2 Rettungsassistenten von drei Männern verprügelt

  • Eine ganz einfache Erklärung dafür wäre, daß der Rettungsdienst immer häufiger zu solchen "Patienten" hinzugezogen wird, während solche Einsätze früher überwiegend durch die Polizei oder aber generell ohne fremde Hilfe "abgearbeitet" wurden. Ich persönliche glaube nicht an eine allgemein so extrem zunehmende Gewaltbereitschaft der Patienten.

    Früher sind Einsätze wie der Beschriebene durch die Polizei bearbeitet worden? Hätte man damals also nicht den Rettungsdienst, zwecks Behandlung, gerufen?


    Ob die Gewaltbereitschaft jetzt zugenommen hat, kann ich mangels Alter nicht sagen. Zumal Alkoholkonsum ja auch im geschilderten Einsatz eine Rolle gespielt hat. Mal ehrlich, viele würden da sogar ihre Oma angreifen. Was ich aber sagen kann ist, daß eine gewisse Grenze, auch ohne Hilfsmittel, erstaunlich oft überschritten wird. Ob das schon immer so war oder ob man da verklärt, würde mich mal interessieren. Denn wenn man den Angaben der Polizeigewerkschaft(GdP) Glauben schenkt, nehmen ja Angriffe auf Polizeibeamte seit Jahren zu.

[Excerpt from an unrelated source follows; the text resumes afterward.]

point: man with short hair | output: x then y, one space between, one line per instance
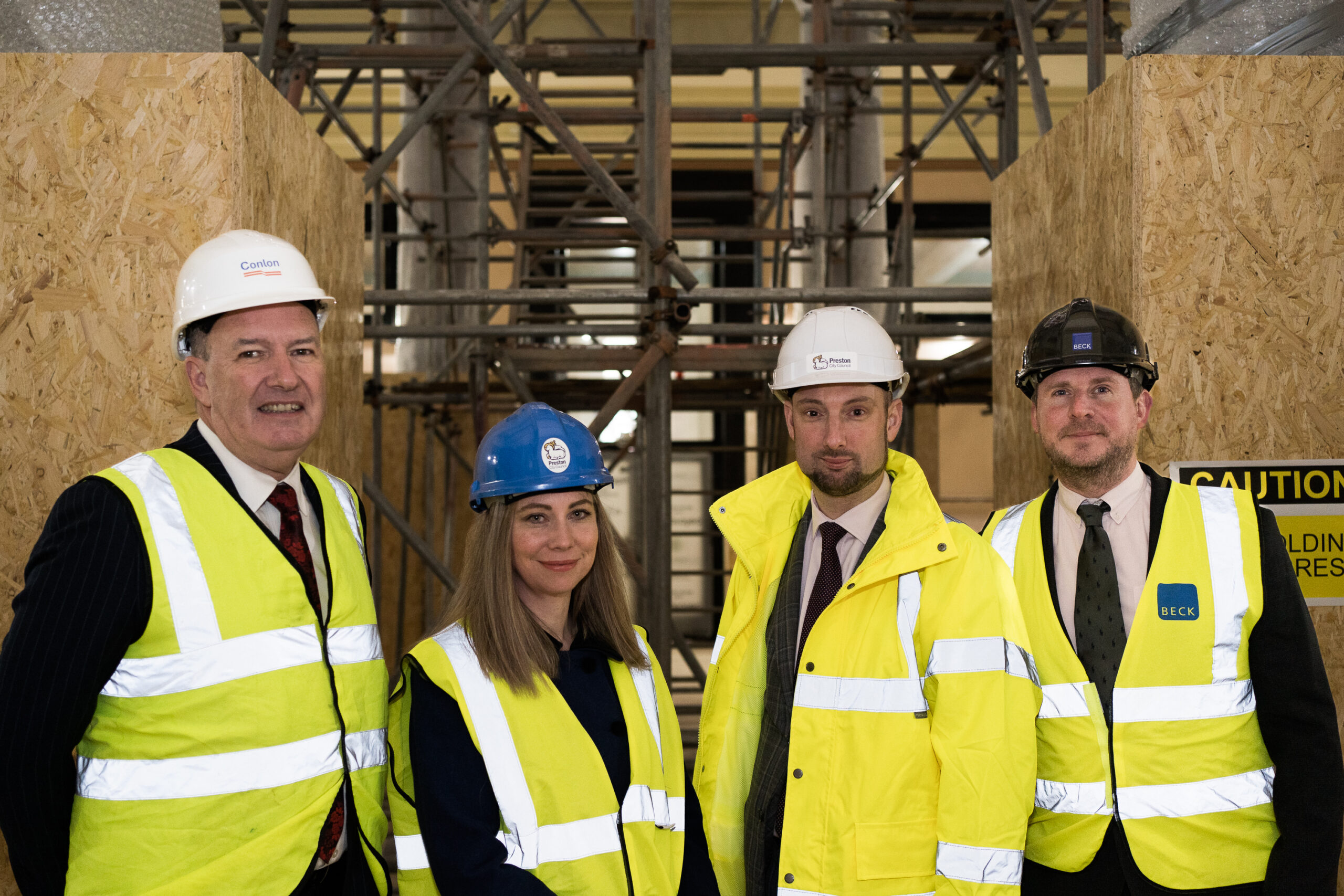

  • Möglich und sehr wahrscheinlich. Aber was erwartest du von der Antwort?



    Nur weil die Einsatzzahl steigt, steigt ja nicht automatisch die Zahl der Einsätze mit Gewalt.




    Deine Skepsis in allen Ehren, Ani... :eyeroll:

  • @ Neo


    Ich denke Ani meinte es gerade anders.



    Gestiegene Angriffszahlen auf Polizisten ist nur bei gleichbleibenden Einsatzzahlen eine deutliche Verschlechterung. Bei ebenso zahlenmäßig gestiegenen Einsätzen bleibt die Quote gleich, was nicht einer Verschlechterung gleichkommt.


    Und bei deinem Beispiel (gestiegen Einsatzzahlen bei nicht gesteigener Gewalt) wäre ja ein sehr positiver Trend

    "Glück ists wenn man sich dort kratzen kann wos einen juckt" - L. Hirsch
    »Das Problem der Welt ist, dass intelligente Menschen voller Zweifel und Dumme voller Selbstvertrauen sind!« – Charles Bukowski

  • Bei ebenso zahlenmäßig gestiegenen Einsätzen bleibt die Quote gleich, was nicht einer Verschlechterung gleichkommt.

    Sehe ich nicht so. Wenn beispielsweise ein Polizist bei einer um 15% gestiegenen Einsatzzahl auch 15% häufiger tätlich angegangen wird, ist das relativ sicher keine Verschlechterung...absolut dagegen mitunter eine ganz erhebliche.
    Ansonsten halte ich es mit dem Hamburger Kollegen - im Zweifel erfolgt eine klare Ansage & wer die nicht versteht bzw. verstehen möchte muss mit den Konsequenzen seines Handelns leben. Ist nicht immer schön für den betreffenden "Kunden", dafür kann ich mich früher wieder "normalen" Patienten zuwenden.

  • Gibt es irgendwo eine geführte Statistik bezüglich Gewalt gegen BOS?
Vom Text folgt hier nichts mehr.